Indeciso, olhou para os outros banhistas. Nunca, na sua curta existência, vira ou ouvira falar de alguém que tivesse atravessado a longa piscina. Por que seria? – interrogou-se. Mergulhou então e começou a afastar-se. Ouviu gritos. Chamavam-no, mas era tarde para reverter a sua decisão. Conforme nadava sentiu o corpo a crescer, a tornar-se mais forte e poderoso. Reconfortado, esqueceu quem gritava e persistiu na viagem. A partir de determinada altura, as primeiras sensações de força e crescimento desapareceram, substituídas por uma longa plenitude. Quando se aproximou do fim, o cansaço sobreveio. A viagem era longa, pensou. Ao sair da piscina olhou o espelho. Este, desdenhoso, devolveu-lhe uma imagem, a de um rosto exausto, coberto de rugas, suportado num corpo débil e sem consistência. Tinha chegado ao seu destino.

quarta-feira, 22 de julho de 2015

Poemas do Viandante (515)

Alexander Cozens - A Wooded Path

515. ao entrares na floresta

ao entrares na floresta
tudo é mistério

as vítreas aves que cantam
o vento que sopra

a luz que cresce no dia
e morre na sombra

quarta-feira, 15 de julho de 2015

Um naufrágio inominável

Claude Joseph Vernet - Um naufrágio

Talvez a metáfora do naufrágio seja a mais esclarecedora da vida dos homens. Não me refiro apenas à vida daqueles que, segundo os padrões humanos, se transviaram e foram conduzidos a uma ou outra forma de errância. Esses ainda têm a consciência, dada pela experiência, da sua condição. Náufragos maiores são, porém, aqueles que se julgam firmes na mais sólida das embarcações. Seguram o leme com empenho, sentem-se resguardados das tempestades e são incapazes de perceber que toda a sua vida, tão bem ordenada, é um naufrágio inominável.

terça-feira, 14 de julho de 2015

Chegar a casa

Roelant Jacobsz Savery - A Mill Tower on the Moldau near Prague (1613)

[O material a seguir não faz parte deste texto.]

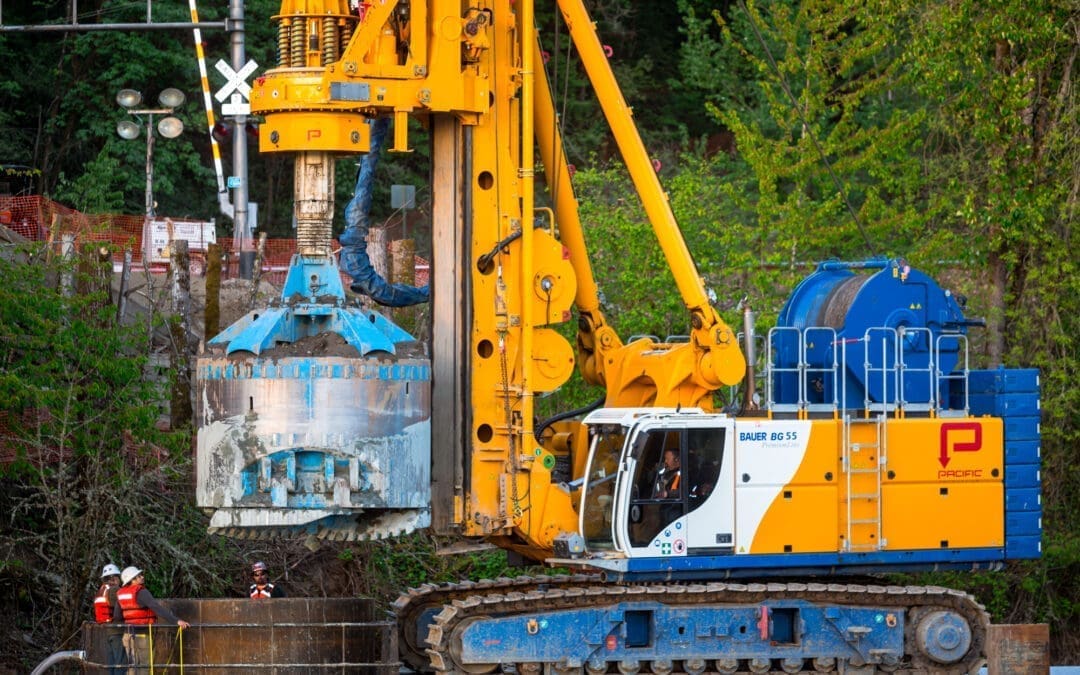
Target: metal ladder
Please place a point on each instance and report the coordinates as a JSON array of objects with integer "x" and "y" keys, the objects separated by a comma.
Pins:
[{"x": 863, "y": 478}]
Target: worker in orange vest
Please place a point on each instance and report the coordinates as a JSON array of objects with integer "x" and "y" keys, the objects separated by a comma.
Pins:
[
  {"x": 136, "y": 607},
  {"x": 261, "y": 586},
  {"x": 104, "y": 602}
]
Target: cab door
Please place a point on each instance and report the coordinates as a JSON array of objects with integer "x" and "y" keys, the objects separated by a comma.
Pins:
[{"x": 669, "y": 508}]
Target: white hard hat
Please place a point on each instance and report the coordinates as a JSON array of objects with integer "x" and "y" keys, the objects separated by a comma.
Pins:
[{"x": 129, "y": 574}]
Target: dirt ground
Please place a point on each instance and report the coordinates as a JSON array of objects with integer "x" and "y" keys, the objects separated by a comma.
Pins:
[{"x": 235, "y": 298}]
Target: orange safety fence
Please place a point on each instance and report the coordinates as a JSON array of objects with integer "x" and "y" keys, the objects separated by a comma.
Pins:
[{"x": 38, "y": 218}]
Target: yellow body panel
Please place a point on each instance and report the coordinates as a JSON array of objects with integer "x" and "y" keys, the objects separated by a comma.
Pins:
[
  {"x": 817, "y": 507},
  {"x": 940, "y": 516},
  {"x": 941, "y": 485}
]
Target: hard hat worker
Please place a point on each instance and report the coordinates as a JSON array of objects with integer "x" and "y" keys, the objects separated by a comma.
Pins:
[
  {"x": 136, "y": 607},
  {"x": 106, "y": 594},
  {"x": 261, "y": 588},
  {"x": 104, "y": 602}
]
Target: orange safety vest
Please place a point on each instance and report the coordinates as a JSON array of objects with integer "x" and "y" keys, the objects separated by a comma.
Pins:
[
  {"x": 103, "y": 608},
  {"x": 129, "y": 604}
]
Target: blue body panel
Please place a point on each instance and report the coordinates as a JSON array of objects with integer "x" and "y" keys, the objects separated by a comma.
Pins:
[
  {"x": 651, "y": 631},
  {"x": 798, "y": 564},
  {"x": 1013, "y": 395}
]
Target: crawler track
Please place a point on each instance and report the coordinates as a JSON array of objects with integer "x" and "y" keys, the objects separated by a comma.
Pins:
[{"x": 450, "y": 606}]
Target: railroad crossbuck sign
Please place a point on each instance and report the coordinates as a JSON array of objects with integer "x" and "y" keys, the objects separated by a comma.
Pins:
[{"x": 235, "y": 88}]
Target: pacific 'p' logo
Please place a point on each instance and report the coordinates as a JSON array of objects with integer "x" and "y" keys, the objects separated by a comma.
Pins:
[{"x": 959, "y": 437}]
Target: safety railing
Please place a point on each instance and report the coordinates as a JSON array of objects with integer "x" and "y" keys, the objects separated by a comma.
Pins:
[{"x": 903, "y": 369}]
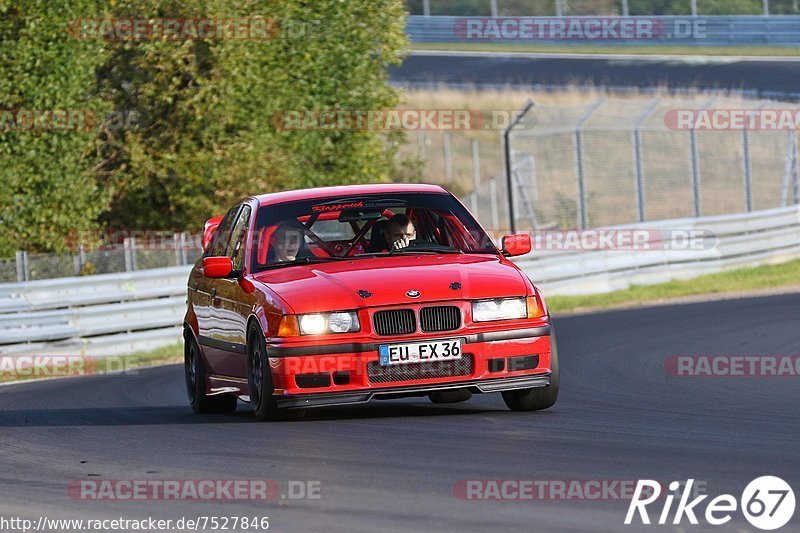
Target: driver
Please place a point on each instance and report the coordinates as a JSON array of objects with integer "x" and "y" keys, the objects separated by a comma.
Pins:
[
  {"x": 284, "y": 243},
  {"x": 400, "y": 232}
]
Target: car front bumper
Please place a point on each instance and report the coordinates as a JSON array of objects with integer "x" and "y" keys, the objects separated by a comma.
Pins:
[{"x": 336, "y": 374}]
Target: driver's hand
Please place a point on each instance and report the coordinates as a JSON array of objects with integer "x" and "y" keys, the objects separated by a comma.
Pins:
[{"x": 399, "y": 244}]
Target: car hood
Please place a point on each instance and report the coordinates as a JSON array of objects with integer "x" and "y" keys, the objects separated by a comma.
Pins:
[{"x": 336, "y": 285}]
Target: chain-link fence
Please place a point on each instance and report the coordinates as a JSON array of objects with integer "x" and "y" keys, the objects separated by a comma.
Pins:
[
  {"x": 154, "y": 250},
  {"x": 505, "y": 8},
  {"x": 621, "y": 161}
]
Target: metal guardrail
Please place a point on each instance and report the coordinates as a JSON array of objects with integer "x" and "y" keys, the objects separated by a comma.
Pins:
[
  {"x": 112, "y": 314},
  {"x": 734, "y": 30},
  {"x": 750, "y": 239}
]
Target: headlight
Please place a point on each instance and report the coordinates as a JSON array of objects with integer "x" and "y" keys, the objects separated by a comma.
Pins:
[
  {"x": 501, "y": 309},
  {"x": 337, "y": 322}
]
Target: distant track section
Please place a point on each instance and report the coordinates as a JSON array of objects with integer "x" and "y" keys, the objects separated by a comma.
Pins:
[{"x": 766, "y": 77}]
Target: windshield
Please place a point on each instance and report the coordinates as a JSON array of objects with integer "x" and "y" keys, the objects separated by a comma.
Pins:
[{"x": 337, "y": 228}]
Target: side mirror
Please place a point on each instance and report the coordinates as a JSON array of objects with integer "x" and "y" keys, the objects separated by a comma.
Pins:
[
  {"x": 517, "y": 244},
  {"x": 208, "y": 231},
  {"x": 217, "y": 267}
]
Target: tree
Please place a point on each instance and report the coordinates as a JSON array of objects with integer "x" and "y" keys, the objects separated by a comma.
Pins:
[
  {"x": 47, "y": 133},
  {"x": 209, "y": 134}
]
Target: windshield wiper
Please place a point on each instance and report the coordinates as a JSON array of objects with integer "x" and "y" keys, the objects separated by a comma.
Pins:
[
  {"x": 427, "y": 249},
  {"x": 300, "y": 261}
]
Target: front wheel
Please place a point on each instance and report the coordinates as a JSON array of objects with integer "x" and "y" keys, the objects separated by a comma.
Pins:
[
  {"x": 195, "y": 374},
  {"x": 537, "y": 398},
  {"x": 259, "y": 377}
]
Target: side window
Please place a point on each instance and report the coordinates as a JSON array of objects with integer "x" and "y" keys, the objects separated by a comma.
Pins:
[
  {"x": 238, "y": 238},
  {"x": 222, "y": 235}
]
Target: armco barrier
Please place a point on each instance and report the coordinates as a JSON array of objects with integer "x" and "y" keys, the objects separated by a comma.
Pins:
[
  {"x": 114, "y": 314},
  {"x": 735, "y": 30}
]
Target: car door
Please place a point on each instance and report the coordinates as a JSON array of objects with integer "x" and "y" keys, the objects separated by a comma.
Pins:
[
  {"x": 232, "y": 304},
  {"x": 205, "y": 292}
]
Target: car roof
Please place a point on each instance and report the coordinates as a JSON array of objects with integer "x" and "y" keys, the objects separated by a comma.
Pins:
[{"x": 347, "y": 190}]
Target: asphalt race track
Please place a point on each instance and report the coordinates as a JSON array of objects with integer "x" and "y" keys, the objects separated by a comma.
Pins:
[
  {"x": 392, "y": 466},
  {"x": 764, "y": 77}
]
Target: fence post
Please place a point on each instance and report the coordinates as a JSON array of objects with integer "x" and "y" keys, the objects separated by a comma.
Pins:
[
  {"x": 583, "y": 216},
  {"x": 476, "y": 176},
  {"x": 748, "y": 174},
  {"x": 795, "y": 167},
  {"x": 509, "y": 164},
  {"x": 448, "y": 157},
  {"x": 638, "y": 168},
  {"x": 493, "y": 203},
  {"x": 126, "y": 253},
  {"x": 176, "y": 245},
  {"x": 23, "y": 273},
  {"x": 695, "y": 171}
]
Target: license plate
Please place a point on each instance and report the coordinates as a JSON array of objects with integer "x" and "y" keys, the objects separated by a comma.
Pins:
[{"x": 419, "y": 352}]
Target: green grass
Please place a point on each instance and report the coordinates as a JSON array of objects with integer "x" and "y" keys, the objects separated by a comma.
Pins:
[
  {"x": 745, "y": 279},
  {"x": 618, "y": 49},
  {"x": 101, "y": 365}
]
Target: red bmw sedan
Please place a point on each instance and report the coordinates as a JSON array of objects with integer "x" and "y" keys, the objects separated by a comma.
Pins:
[{"x": 341, "y": 295}]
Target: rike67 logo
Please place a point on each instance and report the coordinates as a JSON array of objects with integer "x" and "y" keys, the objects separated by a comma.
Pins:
[{"x": 767, "y": 502}]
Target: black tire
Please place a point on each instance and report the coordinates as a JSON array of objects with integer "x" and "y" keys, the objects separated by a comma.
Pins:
[
  {"x": 537, "y": 398},
  {"x": 259, "y": 377},
  {"x": 450, "y": 396},
  {"x": 195, "y": 374}
]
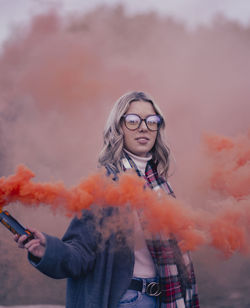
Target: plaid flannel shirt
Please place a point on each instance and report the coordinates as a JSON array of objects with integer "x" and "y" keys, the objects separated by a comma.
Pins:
[{"x": 174, "y": 268}]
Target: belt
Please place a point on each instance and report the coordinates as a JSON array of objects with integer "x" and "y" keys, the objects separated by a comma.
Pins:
[{"x": 151, "y": 288}]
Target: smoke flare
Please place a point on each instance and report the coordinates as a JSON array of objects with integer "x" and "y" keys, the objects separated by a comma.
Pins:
[{"x": 226, "y": 230}]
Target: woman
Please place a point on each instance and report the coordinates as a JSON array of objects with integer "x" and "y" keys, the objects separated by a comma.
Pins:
[{"x": 145, "y": 272}]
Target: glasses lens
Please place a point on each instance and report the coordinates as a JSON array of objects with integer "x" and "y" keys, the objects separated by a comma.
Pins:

Concentrado na condução, nem dava pelos quilómetros que devorava. Rasgava paisagens, deixava cidades e aldeias para trás. Quem o visse, pensaria que queria anular o tempo. Na verdade, não sabia para onde ia. Cansado da ganga do quotidiano, pegou no carro e deixou-se levar pelo destino. Quando anoiteceu, ao fim de cinco horas de estrada, viu uma estranha estrela. Tornou-se o seu guia, mudo e brilhante, que lhe indicava o que fazer a cada instante. Conduzia há muitas horas, mas ainda não sentira o cansaço. Quando avistou a indicação para sair em Praga não hesitou. Mal começou a caminhar em direcção à cidade, uma luz suave caiu sobre ela e a paisagem urbana começou a perder os contornos, até que os bairros se desfizeram em névoa e um velho mundo ocupou o espaço à sua frente. Quando a aurora chegou, avistou ao longe, numa curva do rio, a torre de um antigo moinho, há muito desaparecido. Fixou o olhar, mas o moinho era real, demasiado real. Confuso exclamou: cheguei a casa.